No, it is not drugs. They are as old as humanity. Drugs will always be a challenge to individual and communal discipline, alongside alcohol and nicotine. The curse is different: the declaration by states that some drugs are illegal and that those who supply and use them are criminals. This is the root of the evil.
By outlawing products – poppy and coca – that are in massive global demand, governments merely hand huge untaxed profits to those outside the law and propagate anarchy. Repressive regimes, such as some Muslim ones, have managed to curb domestic alcohol consumption, but no one has been able to stop the global market in heroin and cocaine. It is too big and too lucrative, rivalling arms and oil on the international monetary exchanges. Forty years of "the war on drugs" have defeated all-comers, except political hypocrites.
Most western governments have turned a blind eye and decided to ride with the menace, since the chief price of their failure is paid by the poor. In Britain Tony Blair, Jack Straw and Gordon Brown felt tackling the drugs economy was not worth antagonising rightwing newspapers. Like most rich westerners they relied on regarding drugs as a menace among the poor but a youthful indiscretion among their own offspring.Not to mention three American Presidents. So far. How is it that the elite are never subject (effectively) to their own laws? It is a mystery. None the less when there is one law for the common man and another for the aristocrats support for the rule of law breaks down.

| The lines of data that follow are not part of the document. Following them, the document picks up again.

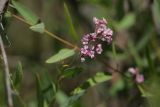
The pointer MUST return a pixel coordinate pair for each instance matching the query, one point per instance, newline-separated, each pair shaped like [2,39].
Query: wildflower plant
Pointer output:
[92,42]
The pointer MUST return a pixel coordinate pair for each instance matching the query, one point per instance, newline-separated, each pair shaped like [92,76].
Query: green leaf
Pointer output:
[71,72]
[134,53]
[65,101]
[61,98]
[70,23]
[61,55]
[18,75]
[27,14]
[127,21]
[144,92]
[97,79]
[38,28]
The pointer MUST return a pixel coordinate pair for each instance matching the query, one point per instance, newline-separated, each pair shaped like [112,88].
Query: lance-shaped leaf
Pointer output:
[27,14]
[70,23]
[97,79]
[61,55]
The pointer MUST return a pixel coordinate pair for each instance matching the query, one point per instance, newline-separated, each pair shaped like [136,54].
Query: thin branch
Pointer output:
[6,75]
[58,38]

But things get funnier. Much funnier. And not in a good way.
In countries such as Afghanistan, Pakistan and Iran, drugs are so endemic that criminalising them merely fuels a colossal corruption. It is rendering futile Nato's Afghan war effort, which requires the retraining of an army and police too addicted either to cure or to sack. Poppies are the chief source of cash for farmers whose hearts and minds Nato needs to win, yet whose poppy crop (ultimately for Nato nations) finances the Taliban. It is crazy.Just like alcohol prohibition the effort to stamp out vice (harming one's self) has corrupted institutions and individuals.

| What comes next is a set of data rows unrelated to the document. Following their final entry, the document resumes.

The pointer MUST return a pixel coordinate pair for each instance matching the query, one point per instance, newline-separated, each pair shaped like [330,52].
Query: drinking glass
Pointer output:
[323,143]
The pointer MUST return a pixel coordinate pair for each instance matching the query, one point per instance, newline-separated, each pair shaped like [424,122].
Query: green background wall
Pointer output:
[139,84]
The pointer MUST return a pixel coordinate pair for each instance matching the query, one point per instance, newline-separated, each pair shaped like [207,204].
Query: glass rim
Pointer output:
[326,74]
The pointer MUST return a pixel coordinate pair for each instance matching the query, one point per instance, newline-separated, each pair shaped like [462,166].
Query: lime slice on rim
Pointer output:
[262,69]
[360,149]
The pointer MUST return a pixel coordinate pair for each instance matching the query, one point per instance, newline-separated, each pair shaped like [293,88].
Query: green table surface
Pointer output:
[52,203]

The worst impact of criminalisation is on Latin America. Here the slow emergence of democratic governments – from Bolivia through Peru and Columbia to Mexico – is being jeopardised by America's "counter-narcotics" diplomacy through the US Drug Enforcement Agency. Rather than try to stem its own voracious appetite for drugs, rich America shifts guilt on to poor supplier countries. Never was the law of economics – demand always evokes supply – so traduced as in Washington's drugs policy. America spends $40bn a year on narcotics policy, imprisoning a staggering 1.5m of its citizens under it.

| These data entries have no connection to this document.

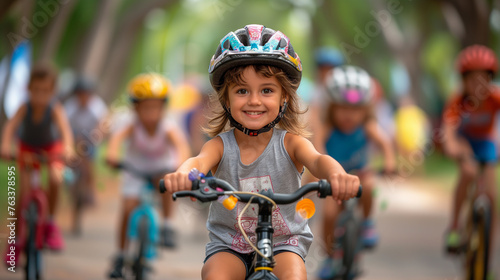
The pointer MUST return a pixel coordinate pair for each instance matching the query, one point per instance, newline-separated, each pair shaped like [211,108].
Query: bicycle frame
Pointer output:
[37,195]
[209,189]
[478,222]
[145,210]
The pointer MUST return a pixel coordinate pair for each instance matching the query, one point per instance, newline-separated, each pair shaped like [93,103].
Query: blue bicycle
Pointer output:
[143,230]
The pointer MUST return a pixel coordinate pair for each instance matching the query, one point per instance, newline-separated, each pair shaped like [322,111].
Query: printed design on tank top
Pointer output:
[249,219]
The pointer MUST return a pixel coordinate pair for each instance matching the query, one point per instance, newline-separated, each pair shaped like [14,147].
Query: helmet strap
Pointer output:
[255,132]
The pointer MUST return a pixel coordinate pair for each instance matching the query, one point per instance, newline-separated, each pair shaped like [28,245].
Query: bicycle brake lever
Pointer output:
[325,189]
[360,191]
[196,194]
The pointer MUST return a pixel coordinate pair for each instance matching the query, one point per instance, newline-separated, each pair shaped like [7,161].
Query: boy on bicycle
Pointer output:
[152,145]
[468,129]
[42,128]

Cocaine supplies routed through Mexico have made that country the drugs equivalent of a Gulf oil state. An estimated 500,000 people are employed in the trade, all at risk of their lives, with 45,000 soldiers deployed against them. Border provinces are largely in the hands of drug barons and their private armies. In the past four years 28,000 Mexicans have died in drug wars, a slaughter that would outrage the world if caused by any other industry (such as oil). Mexico's experience puts in the shade the gangsterism of America's last failed experiment in prohibition, the prewar alcohol ban.
I think we ought to put an end to this foolishness before America winds up like Mexico and socons get a semi-permanent black eye (nothing is permanent in American politics - after all socons have come back despite the failure of one of their pet projects - alcohol prohibition).